Abbiamo letto “Urì” di Kamel Daoud (La Nave di Teseo), lo scrittore che in Italia rischia di essere arrestato: ma com’è? Ci dimostra che a essere muti non sono i dissidenti algerini ma noi, che non riusciamo a difendere uno scrittore davvero libero
Un romanzo che racconta una storia vera, quella di una donna che perde la voce per colpa di un regime che non vuole lasciarla parlare. E lei, invece, racconta la sua storia. Parla. Resiste. Anche Kamel Daoud, l’autore di “Urì” (La Nave di Teseo, 2025), parla ed è costretto a difendersi dal governo algerino, che vuole metterlo in carcere. Ma anche dall’Italia, che non sa schierarsi per difenderlo. Per questo non può venire alla Milanesiana organizzata da Elisabetta Sgarbi. Abbiamo letto il suo libro e abbiamo capito che i muti (e i vigliacchi) siamo noi

Foto: Ansa

di Riccardo Canaletti Riccardo Canaletti

Liberate Kamel Daoud dai vincoli di interesse di una politica piegata agli accordi commerciali, economici. Liberato dalla nostra paura, visto che lui, di paura, non ne ha. Liberatelo come lui ci ha liberato dai paraocchi del “colonialismo al contrario”, che vede il male solo in Occidente e immagina, in modo mitico, finto, brutalmente ingenuo, l’Oriente, le dittature. Lo ricorda Jean Birnbaum in Occidente infedele, la sinistra si sbronza di entusiasmo quando c’è da sostenere qualche rivoluzione anti-occidentale, da quella iraniana a quella algerina. Poi queste rivoluzioni portano a nuovi regimi, islamici, forse pure peggiori di quelli che con tanta energia criticano: le colonie occidentali. Daoud ce lo racconta a partire da una ragazza a cui hanno tolto la voce. No, non è una metafora. In Urì (La Nave di Teseo, 2025) Alba racconta quello che non può dire, in quel ribaltamento che è così profondo, così estremo, da restituirle le corde che vibrano tra le pagine. La parola scritta, voce muta di chi non ha più voce per volontà di dittatori, torturatori e assassini. Alba, che vive a Orano (Algeria), è stata marchiata dal regime che reprime. Ora coglie “l’occasione unica” per raccontarlo: “Perché, sì, tu sei l’evento imprevisto. Mi piove dal cielo, in testa, con la precisione di un meteorite sul cranio di un profeta afflitto”.
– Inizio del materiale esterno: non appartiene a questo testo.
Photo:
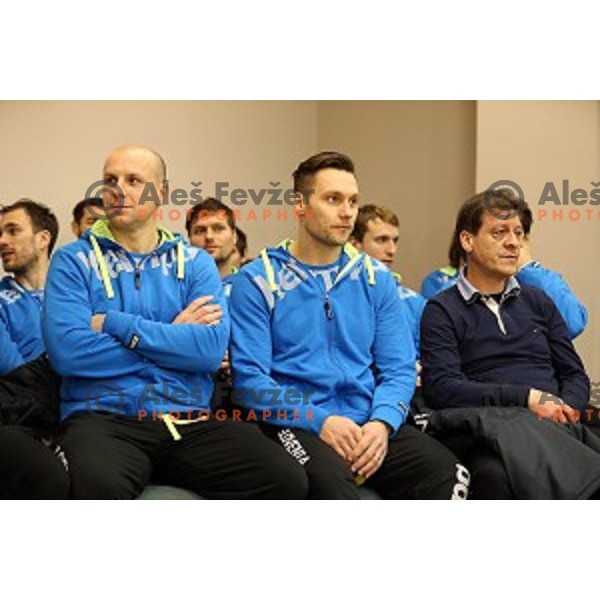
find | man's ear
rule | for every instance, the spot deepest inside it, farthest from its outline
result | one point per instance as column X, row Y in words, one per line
column 44, row 238
column 355, row 243
column 300, row 203
column 466, row 241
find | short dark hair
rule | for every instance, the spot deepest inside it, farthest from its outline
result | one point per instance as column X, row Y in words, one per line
column 210, row 205
column 241, row 241
column 82, row 205
column 41, row 217
column 368, row 213
column 470, row 217
column 304, row 174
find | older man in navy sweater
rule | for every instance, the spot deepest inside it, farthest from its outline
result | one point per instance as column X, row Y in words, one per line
column 491, row 341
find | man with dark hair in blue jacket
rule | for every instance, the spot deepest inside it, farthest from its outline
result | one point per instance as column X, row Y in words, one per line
column 491, row 341
column 136, row 323
column 30, row 466
column 321, row 348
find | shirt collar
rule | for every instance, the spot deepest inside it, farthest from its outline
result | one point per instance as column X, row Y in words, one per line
column 471, row 294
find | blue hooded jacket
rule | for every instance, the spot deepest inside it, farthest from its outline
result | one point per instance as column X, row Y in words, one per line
column 438, row 281
column 20, row 327
column 573, row 312
column 141, row 360
column 533, row 273
column 347, row 351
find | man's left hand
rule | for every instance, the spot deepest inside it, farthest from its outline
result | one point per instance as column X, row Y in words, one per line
column 372, row 448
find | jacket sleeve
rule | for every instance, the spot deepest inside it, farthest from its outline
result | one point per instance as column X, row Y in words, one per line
column 74, row 348
column 394, row 357
column 444, row 384
column 10, row 356
column 574, row 383
column 195, row 348
column 572, row 310
column 251, row 359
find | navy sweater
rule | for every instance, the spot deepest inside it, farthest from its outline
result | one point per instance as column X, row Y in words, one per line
column 468, row 361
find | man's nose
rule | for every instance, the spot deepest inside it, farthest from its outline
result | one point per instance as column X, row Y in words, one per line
column 346, row 210
column 512, row 239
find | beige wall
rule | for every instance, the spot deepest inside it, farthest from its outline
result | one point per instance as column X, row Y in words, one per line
column 417, row 158
column 52, row 151
column 532, row 142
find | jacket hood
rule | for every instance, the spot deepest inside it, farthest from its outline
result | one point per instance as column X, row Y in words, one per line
column 351, row 257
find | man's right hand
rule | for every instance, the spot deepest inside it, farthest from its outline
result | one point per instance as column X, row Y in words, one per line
column 549, row 406
column 342, row 434
column 200, row 312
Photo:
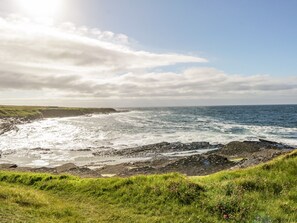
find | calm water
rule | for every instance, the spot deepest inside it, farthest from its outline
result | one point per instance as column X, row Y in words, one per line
column 142, row 126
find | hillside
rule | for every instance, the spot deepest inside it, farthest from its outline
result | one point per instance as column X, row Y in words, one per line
column 265, row 193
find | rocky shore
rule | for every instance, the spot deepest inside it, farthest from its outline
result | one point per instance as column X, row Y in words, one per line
column 216, row 158
column 10, row 117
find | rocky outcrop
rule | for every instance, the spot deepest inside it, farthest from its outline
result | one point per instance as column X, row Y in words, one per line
column 152, row 150
column 240, row 149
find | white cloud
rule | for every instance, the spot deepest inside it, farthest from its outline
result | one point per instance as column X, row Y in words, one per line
column 67, row 61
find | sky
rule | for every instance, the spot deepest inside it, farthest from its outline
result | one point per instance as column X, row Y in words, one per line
column 111, row 53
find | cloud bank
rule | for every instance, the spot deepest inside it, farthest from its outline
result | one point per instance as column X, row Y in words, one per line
column 66, row 61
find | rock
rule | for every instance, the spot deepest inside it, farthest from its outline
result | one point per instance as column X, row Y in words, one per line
column 66, row 167
column 8, row 166
column 247, row 148
column 238, row 148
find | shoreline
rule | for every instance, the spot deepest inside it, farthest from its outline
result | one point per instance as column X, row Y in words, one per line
column 234, row 155
column 193, row 159
column 10, row 116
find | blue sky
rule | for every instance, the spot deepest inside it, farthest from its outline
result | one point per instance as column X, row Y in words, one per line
column 194, row 52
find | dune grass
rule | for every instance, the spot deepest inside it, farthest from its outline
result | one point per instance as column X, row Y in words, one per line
column 266, row 193
column 32, row 112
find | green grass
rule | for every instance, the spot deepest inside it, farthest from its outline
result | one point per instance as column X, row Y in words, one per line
column 266, row 193
column 32, row 112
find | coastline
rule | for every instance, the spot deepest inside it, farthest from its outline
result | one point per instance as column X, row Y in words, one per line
column 192, row 159
column 10, row 116
column 234, row 155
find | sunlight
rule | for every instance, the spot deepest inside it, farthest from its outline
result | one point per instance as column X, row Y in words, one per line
column 41, row 8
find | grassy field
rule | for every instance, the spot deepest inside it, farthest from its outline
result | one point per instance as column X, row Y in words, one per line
column 266, row 193
column 39, row 111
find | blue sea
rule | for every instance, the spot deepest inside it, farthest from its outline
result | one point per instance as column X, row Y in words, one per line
column 141, row 126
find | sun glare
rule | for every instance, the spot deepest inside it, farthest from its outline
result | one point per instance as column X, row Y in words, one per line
column 40, row 8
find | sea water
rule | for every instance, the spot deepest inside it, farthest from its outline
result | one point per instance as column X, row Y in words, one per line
column 141, row 126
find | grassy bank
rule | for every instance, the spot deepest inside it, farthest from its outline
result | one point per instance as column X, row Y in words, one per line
column 266, row 193
column 31, row 112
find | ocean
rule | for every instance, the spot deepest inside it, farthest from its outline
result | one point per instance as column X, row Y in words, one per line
column 141, row 126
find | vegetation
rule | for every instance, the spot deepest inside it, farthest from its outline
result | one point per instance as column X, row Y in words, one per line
column 31, row 112
column 266, row 193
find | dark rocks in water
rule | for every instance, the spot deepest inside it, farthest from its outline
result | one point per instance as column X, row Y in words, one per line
column 237, row 148
column 157, row 148
column 199, row 165
column 8, row 166
column 66, row 167
column 40, row 149
column 9, row 124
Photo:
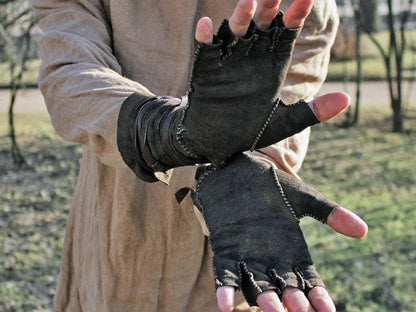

"Urì" di Kamel Daoud (La Nave di Teseo, 2025)
"Urì" di Kamel Daoud (La Nave di Teseo, 2025) Ansa

Daoud doveva venire a parlarne alla Milanesiana, il festival organizzato da La Nave di Teseo. Ma non può, perché teme di essere arrestato dalle autorità italiane e rispedito in Algeria, dove un mandato di cattura lo attende per fargli fare la fine di Boualem Sansal, autore di 2084, il 1984 dei nostri tempi, e cioè una distopia islamista. In quella distopia, però, qualcuno già ci vive. “La lama del coltello rimbalzava sulla mia cannula, indifferente al mio dolore. Insisteva a voler incidere un messaggio col suo filo tagliente” scrive Daoud, o meglio, così parlano i personaggi. Cosa resta, di quell’umanità cancellata dal regime, dall’oscurantismo, dal fondamentalismo. In una parola: dal Potere? Resta il futuro: “Tutto può portarmela via: il vento, il mare, un gabbiano che le svolazza intorno, il sole o una barca invidiosa. Anche quando ce l’ho sotto gli occhi, temo per lei. Perché lei contiene tutto: i suoi capelli sono la fiamma, la sua vivacità rilancia il tempo. […] Ho partorito un anno fa e ho ricominciato a chiacchierare. La mia lingua interiore e quella esteriore coincidono in lei”. Liberate Daoud dalla nostra vigliaccheria. O strappatevi la lingua.